Very good points Jill. SDT in seniors is a serious problem of epidemic proportion in some parts of the country and not to be ignored. It is certainly important to know and trust the man before entering into any intimate relationship ….and to use protection.
Dorrie-You are my new hero.
Dorrie, it’s so great for you to open these “doors” about relationships and dating later in life.With several friends doing this, my concerns for them are their naivete about safety(ie.,giving out phone numbers, inviting the 2nd date to their homes), concern with whether the blind date is going to be handsome,and demonstrating adolescent behavior, such as declining invitations because “he might call.” It would be interesting to have a male discuss his perspective and
expectations.
. Great suggestions which I will certainly address in the series. Your concern is well founded. He’s probably not a stalker but safety first.

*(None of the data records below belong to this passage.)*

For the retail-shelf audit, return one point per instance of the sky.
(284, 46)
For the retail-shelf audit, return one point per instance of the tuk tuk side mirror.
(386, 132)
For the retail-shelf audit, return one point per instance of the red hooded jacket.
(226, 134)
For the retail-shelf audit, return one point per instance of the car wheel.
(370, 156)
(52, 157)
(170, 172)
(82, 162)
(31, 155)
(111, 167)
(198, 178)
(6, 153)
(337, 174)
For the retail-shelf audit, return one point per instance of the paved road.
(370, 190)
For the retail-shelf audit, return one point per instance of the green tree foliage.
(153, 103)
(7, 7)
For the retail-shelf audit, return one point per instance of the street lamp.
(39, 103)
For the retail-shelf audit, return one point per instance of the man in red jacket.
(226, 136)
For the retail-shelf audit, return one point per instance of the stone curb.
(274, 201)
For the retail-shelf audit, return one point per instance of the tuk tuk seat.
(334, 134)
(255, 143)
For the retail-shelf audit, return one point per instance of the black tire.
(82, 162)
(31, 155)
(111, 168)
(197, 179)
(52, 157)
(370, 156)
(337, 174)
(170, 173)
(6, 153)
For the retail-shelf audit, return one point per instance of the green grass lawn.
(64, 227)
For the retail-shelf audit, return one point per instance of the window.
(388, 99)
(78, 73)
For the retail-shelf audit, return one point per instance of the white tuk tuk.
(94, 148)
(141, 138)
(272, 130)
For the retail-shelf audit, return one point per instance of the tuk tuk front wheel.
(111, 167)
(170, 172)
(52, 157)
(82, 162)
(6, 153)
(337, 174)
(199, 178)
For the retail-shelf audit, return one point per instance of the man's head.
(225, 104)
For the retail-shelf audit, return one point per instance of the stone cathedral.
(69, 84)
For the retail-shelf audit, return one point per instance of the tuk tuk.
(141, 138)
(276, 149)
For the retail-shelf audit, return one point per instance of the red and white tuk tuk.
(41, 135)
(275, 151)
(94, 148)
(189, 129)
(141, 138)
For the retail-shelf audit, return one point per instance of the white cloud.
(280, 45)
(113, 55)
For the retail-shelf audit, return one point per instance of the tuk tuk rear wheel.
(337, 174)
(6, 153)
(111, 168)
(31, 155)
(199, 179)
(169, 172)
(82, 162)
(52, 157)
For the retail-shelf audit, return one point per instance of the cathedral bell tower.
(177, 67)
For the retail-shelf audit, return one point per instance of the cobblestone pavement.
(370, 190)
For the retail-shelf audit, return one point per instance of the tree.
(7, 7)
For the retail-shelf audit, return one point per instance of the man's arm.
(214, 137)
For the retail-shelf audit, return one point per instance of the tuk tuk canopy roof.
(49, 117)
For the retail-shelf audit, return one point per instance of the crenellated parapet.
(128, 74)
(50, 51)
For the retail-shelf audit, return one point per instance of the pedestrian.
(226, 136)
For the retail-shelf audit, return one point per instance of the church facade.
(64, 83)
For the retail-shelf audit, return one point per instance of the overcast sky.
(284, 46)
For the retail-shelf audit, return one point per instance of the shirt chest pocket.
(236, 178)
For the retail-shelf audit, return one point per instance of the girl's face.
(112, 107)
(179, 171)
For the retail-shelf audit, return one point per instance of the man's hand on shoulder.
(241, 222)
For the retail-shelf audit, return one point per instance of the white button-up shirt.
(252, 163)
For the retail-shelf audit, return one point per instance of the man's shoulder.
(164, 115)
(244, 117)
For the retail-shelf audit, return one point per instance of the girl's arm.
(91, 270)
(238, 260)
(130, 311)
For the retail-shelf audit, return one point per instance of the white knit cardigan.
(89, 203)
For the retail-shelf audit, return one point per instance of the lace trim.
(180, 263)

I have been discussing the male perspective with a few of my own dates and getting some surprise responses which i will be sharing with you in future blogs. Thanks so much for your input.
Thanks so much for your input
This is a very open, well written piece on a very tricky matter. I don’t know you, but I still feel proud of you. Well done. You will help so many women. It is a candidness I know the Dutch have (sometimes we are downright rude, but most of the times just very honest). I have learned that people in the USA are much more reserved. All the more applause to you.
And I hope that you will find another great love in this process too.
Greetje
You are so right about people in America being up tight in discussing sex as compared other countries and it is one subject that needs to be brought out in the open and discussed.
Would be wonderful to find another great love …I’m looking.
Thank you, Dorrie, for having started this series and kudos for your honesty and openness.
I love following your posts and look forward to more – although I am not ready for online dating yet. Never looked at one of the sites!